Wow! Thank you, I absolutely have no idea how I managed to skip over that. I've been in Ace before when I was doing a big design project, and I saw their pet section. It's tiny, but it did seem to have brands I've never seen before. 

Thanks so much! Knowing it's at Ace definitely solves a lot of my problems. 


Thanks for the feedback as usual, everyone! : ) You guys are seriously the best best best. 

And thanks, Bryce's mom! I've actually never been to a vet for a dog before- for my boyfriend's rats, but it's a much different story there. I hope my vet will have good advice for me, too.


----------



## kimberly686 (May 25, 2012)

I tried to switch Arya's food after a week of being home.

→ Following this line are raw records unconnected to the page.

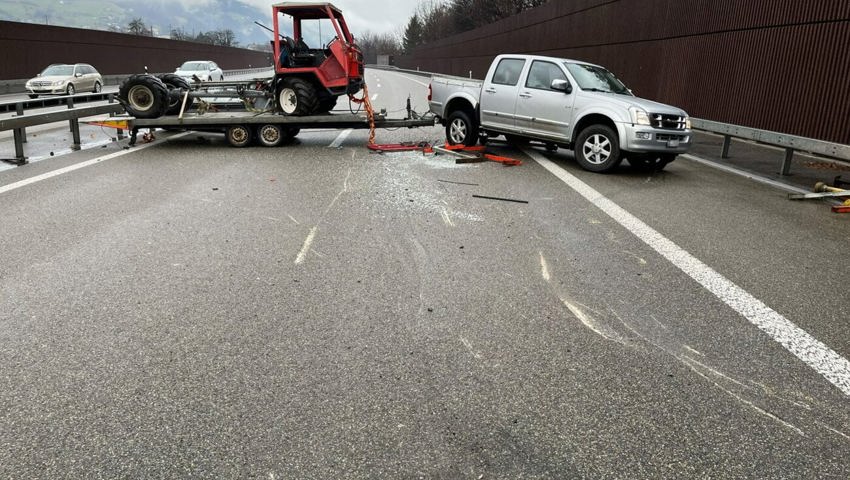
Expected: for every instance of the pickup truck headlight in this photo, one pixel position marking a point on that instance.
(639, 116)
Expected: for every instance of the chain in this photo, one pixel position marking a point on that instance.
(370, 113)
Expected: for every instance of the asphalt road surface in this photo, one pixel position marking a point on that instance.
(187, 309)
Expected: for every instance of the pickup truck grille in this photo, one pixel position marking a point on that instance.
(669, 122)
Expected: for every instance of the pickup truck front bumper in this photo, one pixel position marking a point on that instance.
(645, 139)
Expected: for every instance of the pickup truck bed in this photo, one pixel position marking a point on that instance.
(562, 103)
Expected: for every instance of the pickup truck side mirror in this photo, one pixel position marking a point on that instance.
(561, 86)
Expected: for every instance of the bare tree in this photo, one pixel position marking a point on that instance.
(137, 27)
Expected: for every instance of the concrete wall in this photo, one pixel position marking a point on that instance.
(780, 65)
(25, 49)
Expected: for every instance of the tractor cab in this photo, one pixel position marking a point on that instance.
(313, 45)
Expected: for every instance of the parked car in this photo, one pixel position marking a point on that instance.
(562, 103)
(203, 70)
(65, 79)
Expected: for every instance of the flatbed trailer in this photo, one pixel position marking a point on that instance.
(269, 129)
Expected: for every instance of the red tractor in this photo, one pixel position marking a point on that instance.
(306, 80)
(309, 79)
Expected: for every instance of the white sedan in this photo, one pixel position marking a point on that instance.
(200, 70)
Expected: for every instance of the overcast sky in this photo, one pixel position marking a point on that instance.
(376, 16)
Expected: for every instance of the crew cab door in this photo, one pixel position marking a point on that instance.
(499, 94)
(542, 111)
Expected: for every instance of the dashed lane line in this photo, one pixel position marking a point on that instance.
(77, 166)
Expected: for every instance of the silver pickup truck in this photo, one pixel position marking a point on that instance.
(564, 103)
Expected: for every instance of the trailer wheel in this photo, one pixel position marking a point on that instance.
(176, 86)
(143, 96)
(597, 149)
(460, 129)
(297, 97)
(238, 136)
(270, 135)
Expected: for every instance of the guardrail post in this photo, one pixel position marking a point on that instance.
(19, 111)
(70, 102)
(20, 159)
(786, 162)
(727, 141)
(75, 126)
(110, 98)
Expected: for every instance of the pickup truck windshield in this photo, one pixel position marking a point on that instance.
(596, 79)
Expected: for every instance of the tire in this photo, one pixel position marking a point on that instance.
(143, 96)
(651, 163)
(297, 97)
(176, 86)
(597, 149)
(460, 130)
(270, 135)
(238, 136)
(326, 105)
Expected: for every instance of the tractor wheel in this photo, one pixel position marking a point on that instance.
(597, 149)
(144, 96)
(176, 86)
(238, 136)
(270, 135)
(326, 104)
(297, 97)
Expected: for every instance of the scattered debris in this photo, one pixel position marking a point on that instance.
(500, 198)
(458, 183)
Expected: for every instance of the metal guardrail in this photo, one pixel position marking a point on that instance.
(19, 123)
(790, 143)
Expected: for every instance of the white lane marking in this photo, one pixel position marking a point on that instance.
(446, 218)
(306, 247)
(748, 175)
(810, 350)
(77, 166)
(340, 138)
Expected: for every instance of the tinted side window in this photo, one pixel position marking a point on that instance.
(541, 74)
(508, 70)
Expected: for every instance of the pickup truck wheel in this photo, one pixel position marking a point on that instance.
(238, 136)
(460, 130)
(597, 149)
(143, 96)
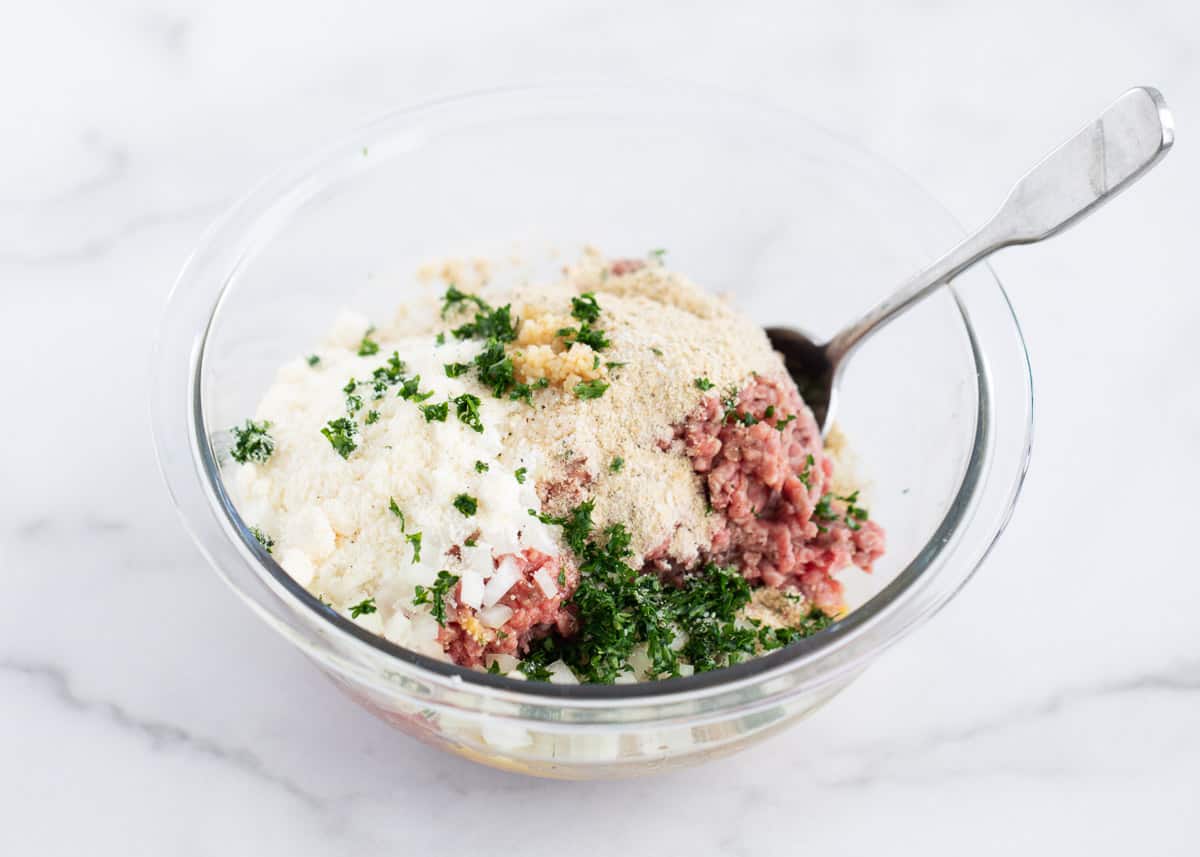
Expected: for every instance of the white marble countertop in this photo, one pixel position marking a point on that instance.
(1054, 707)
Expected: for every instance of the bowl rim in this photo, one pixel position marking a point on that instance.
(287, 180)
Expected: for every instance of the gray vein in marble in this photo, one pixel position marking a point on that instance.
(171, 31)
(114, 167)
(1183, 679)
(99, 247)
(157, 732)
(39, 528)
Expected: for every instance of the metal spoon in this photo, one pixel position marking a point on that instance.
(1072, 181)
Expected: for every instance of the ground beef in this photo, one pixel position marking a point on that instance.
(763, 490)
(622, 267)
(765, 484)
(467, 641)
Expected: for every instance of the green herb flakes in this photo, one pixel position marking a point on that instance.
(364, 607)
(585, 307)
(341, 433)
(262, 538)
(436, 595)
(466, 408)
(395, 510)
(591, 389)
(414, 539)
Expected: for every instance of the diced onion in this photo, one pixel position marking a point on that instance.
(504, 663)
(543, 579)
(495, 616)
(471, 589)
(561, 673)
(499, 583)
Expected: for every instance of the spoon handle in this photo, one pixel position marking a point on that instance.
(1068, 184)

I added just a little of Blue Buffalo and she had horrible diarrhea. It was a nightmare. If you do switch I would do it after a few weeks. Arya is on Iams large breed puppy and I would love to switch her off but I'm kinda weary to now! 
PS I totally lol'ed at your "3.5 weeks away." Those last weeks took forever!


----------



## Charmie (May 30, 2012)

Ugh those last weeks DO last forever!! Now it's 3 weeks and 2 days away.. the countdown is soooo long. 

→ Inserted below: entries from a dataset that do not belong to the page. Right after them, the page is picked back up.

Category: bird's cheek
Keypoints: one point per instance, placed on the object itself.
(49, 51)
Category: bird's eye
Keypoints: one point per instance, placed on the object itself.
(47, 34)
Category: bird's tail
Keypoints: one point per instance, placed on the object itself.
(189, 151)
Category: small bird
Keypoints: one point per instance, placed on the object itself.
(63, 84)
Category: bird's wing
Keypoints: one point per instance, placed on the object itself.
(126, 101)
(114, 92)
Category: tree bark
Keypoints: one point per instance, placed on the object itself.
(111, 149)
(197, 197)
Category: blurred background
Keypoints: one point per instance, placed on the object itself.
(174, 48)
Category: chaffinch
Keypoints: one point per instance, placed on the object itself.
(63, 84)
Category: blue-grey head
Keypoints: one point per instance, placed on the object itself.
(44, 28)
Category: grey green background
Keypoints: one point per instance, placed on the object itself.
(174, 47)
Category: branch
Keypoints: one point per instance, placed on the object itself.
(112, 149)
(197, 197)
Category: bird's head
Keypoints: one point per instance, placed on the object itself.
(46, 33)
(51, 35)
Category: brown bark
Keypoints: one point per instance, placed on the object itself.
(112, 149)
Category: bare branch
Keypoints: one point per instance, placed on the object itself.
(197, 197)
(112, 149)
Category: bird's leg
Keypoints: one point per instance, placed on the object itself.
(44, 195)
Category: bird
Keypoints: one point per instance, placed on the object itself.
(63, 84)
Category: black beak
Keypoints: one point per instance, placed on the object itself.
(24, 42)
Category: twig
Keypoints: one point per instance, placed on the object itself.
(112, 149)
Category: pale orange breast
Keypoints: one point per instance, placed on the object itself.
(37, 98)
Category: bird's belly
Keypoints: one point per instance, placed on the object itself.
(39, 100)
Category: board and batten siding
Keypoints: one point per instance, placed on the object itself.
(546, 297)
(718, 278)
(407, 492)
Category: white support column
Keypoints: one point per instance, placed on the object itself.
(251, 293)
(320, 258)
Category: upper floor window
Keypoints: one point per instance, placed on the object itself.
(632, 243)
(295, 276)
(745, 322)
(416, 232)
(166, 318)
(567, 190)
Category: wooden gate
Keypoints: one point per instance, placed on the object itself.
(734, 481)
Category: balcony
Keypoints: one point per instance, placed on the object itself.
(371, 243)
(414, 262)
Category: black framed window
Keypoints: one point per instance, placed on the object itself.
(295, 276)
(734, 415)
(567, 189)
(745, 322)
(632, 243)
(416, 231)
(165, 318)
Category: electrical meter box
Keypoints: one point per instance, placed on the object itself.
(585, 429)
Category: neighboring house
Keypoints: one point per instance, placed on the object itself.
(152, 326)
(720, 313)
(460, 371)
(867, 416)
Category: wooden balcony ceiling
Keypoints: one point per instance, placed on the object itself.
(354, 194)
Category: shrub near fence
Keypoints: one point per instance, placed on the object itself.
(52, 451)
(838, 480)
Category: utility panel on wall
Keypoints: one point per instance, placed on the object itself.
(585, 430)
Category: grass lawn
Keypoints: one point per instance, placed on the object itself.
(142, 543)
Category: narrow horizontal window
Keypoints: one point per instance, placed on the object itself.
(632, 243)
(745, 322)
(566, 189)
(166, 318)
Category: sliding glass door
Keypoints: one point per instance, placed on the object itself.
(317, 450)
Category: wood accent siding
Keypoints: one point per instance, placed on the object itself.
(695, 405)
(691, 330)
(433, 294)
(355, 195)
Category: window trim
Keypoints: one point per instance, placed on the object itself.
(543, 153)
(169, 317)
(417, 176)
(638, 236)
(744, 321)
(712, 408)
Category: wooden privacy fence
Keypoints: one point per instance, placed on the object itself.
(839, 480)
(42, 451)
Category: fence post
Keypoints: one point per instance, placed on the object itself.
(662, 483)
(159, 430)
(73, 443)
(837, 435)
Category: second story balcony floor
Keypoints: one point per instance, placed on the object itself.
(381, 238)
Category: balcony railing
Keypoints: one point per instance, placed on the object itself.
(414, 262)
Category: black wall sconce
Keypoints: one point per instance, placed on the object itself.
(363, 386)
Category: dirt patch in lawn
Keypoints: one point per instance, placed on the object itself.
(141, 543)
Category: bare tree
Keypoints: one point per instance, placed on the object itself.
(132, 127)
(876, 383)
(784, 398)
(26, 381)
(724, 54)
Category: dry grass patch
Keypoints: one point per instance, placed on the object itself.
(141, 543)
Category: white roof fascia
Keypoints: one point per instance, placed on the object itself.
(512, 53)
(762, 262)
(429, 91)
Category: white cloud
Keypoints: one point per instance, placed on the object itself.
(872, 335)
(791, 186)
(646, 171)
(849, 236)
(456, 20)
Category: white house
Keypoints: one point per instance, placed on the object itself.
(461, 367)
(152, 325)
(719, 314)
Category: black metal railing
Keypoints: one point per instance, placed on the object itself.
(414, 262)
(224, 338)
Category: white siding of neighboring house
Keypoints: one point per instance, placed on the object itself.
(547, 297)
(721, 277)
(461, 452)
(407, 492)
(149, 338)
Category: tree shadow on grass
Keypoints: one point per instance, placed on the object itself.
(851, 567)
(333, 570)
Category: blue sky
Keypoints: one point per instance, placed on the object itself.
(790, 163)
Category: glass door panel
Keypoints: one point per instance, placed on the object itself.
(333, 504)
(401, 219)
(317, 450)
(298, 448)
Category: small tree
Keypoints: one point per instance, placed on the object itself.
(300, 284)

Also, I went to Ace today.. no nutrisource, but they did have a lot of foods Petco didn't carry. : D


----------



## Sally's Mom (Sep 20, 2010)

My Goldens get Wellness Just For Puppy until they are four months. Then they get regular Wellness. I also raise mine in fish oil and dasuquin. I do not feed large breed and I have raised some very sound dogs. Some breeders recommend Vitamin C because they think it will prevent hip dysplasia.


----------



## hunternus (Jun 6, 2012)

When we got Hunter he was on Orijen for puppies. It is very fishy and very rich. It gave him the runs. We are trying to get rid of it, so the vet said to add Science Diet large dog puppy, and his stools are MUCH better. 

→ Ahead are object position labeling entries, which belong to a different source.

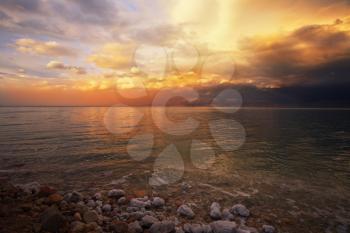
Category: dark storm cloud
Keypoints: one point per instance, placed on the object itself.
(310, 55)
(320, 95)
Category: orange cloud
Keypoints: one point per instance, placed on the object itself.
(50, 48)
(113, 56)
(61, 66)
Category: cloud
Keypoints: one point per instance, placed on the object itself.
(310, 55)
(61, 66)
(49, 48)
(113, 56)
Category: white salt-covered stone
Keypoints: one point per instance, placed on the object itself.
(240, 210)
(185, 211)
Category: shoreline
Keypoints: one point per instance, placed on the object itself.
(44, 209)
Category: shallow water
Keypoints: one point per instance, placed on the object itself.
(270, 155)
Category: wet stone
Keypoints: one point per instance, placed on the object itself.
(116, 193)
(158, 202)
(268, 229)
(90, 216)
(147, 221)
(163, 227)
(222, 226)
(185, 211)
(135, 227)
(240, 210)
(215, 211)
(52, 220)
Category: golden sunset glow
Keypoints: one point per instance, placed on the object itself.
(82, 55)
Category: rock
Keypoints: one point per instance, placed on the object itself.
(26, 207)
(185, 211)
(240, 210)
(119, 227)
(73, 197)
(91, 203)
(52, 220)
(98, 196)
(245, 229)
(158, 202)
(55, 198)
(226, 215)
(77, 216)
(131, 209)
(268, 229)
(137, 215)
(179, 230)
(215, 211)
(98, 210)
(77, 226)
(99, 203)
(136, 202)
(32, 188)
(117, 193)
(91, 226)
(36, 227)
(107, 208)
(135, 227)
(163, 227)
(197, 228)
(121, 201)
(222, 226)
(147, 221)
(90, 216)
(46, 191)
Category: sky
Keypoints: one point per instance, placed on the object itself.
(101, 53)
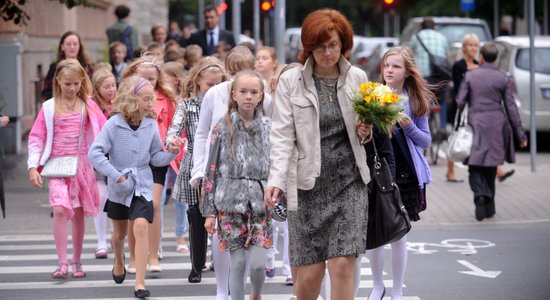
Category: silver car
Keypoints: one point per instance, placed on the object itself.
(513, 59)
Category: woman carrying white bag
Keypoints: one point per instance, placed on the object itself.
(494, 119)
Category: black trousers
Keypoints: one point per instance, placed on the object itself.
(482, 182)
(197, 238)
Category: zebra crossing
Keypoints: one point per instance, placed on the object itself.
(26, 262)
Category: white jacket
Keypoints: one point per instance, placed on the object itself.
(295, 134)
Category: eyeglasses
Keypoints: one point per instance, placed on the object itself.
(332, 47)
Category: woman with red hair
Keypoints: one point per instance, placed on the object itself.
(318, 159)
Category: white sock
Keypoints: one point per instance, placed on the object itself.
(399, 264)
(221, 263)
(376, 260)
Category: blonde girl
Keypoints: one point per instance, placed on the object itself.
(238, 166)
(132, 142)
(55, 133)
(173, 72)
(103, 82)
(207, 73)
(165, 106)
(104, 93)
(409, 138)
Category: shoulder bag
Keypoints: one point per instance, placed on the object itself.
(440, 66)
(65, 166)
(461, 139)
(388, 220)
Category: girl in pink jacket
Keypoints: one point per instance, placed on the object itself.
(55, 133)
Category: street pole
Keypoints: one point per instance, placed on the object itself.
(496, 18)
(386, 23)
(222, 16)
(236, 19)
(533, 131)
(201, 15)
(256, 26)
(279, 26)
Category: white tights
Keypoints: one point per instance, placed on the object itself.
(399, 264)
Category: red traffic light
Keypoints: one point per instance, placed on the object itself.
(266, 6)
(221, 8)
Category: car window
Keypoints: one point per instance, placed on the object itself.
(456, 32)
(542, 60)
(503, 58)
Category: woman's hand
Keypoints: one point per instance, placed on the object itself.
(405, 120)
(364, 130)
(35, 178)
(175, 145)
(209, 224)
(271, 196)
(523, 144)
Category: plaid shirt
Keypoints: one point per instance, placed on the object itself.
(186, 117)
(435, 42)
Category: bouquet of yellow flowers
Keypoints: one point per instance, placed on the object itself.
(378, 105)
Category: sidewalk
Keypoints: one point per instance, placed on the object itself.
(522, 198)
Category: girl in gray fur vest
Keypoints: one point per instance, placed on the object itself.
(237, 170)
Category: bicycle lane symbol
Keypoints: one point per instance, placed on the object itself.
(461, 246)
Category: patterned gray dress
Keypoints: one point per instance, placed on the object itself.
(331, 220)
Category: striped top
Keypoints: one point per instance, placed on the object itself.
(66, 131)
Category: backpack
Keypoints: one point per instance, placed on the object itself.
(126, 39)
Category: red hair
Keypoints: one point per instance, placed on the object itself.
(317, 27)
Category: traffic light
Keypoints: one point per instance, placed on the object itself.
(267, 6)
(388, 4)
(222, 8)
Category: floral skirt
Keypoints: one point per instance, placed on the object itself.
(237, 231)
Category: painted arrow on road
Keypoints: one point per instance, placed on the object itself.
(477, 271)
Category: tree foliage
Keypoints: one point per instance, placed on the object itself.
(13, 10)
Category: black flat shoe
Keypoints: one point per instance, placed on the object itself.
(142, 293)
(194, 277)
(119, 278)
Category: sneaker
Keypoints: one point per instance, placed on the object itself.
(289, 281)
(270, 273)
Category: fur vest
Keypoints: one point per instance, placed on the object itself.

Science diet is a lot cheaper than Orijen too! Bonus!
BJ


----------



## Bentleysmom (Aug 11, 2012)

OY! My head is spinning LOL I have 8 more days until I bring puppy home and I'm more confused than ever about what to feed him.
All of my past dogs have been adult rescues and they ate whatever I gave them with no problem. I want the puppy to get the nutrients he needs, guess I'll be on here all week reading up on it.
Sooooo glad I found this site! Thank you all ♥


----------



## robertshalit (Jan 21, 2016)

this puppy food thing drives me crazy. 4 month old female has been on Wellness Large Breed kibble for 6 weeks, and a little bit of canned food in the morning (I don't know why I started feeding her canned about 4 weeks ago, but she loves it, of course) - morning poops are fairly firm but by night they are runny. No idea what to do. Try this and that slowly change one thing, what a hassle. Maybe I'll add a little Science Diet puppy kibble that vet gave me to the Wellness.


----------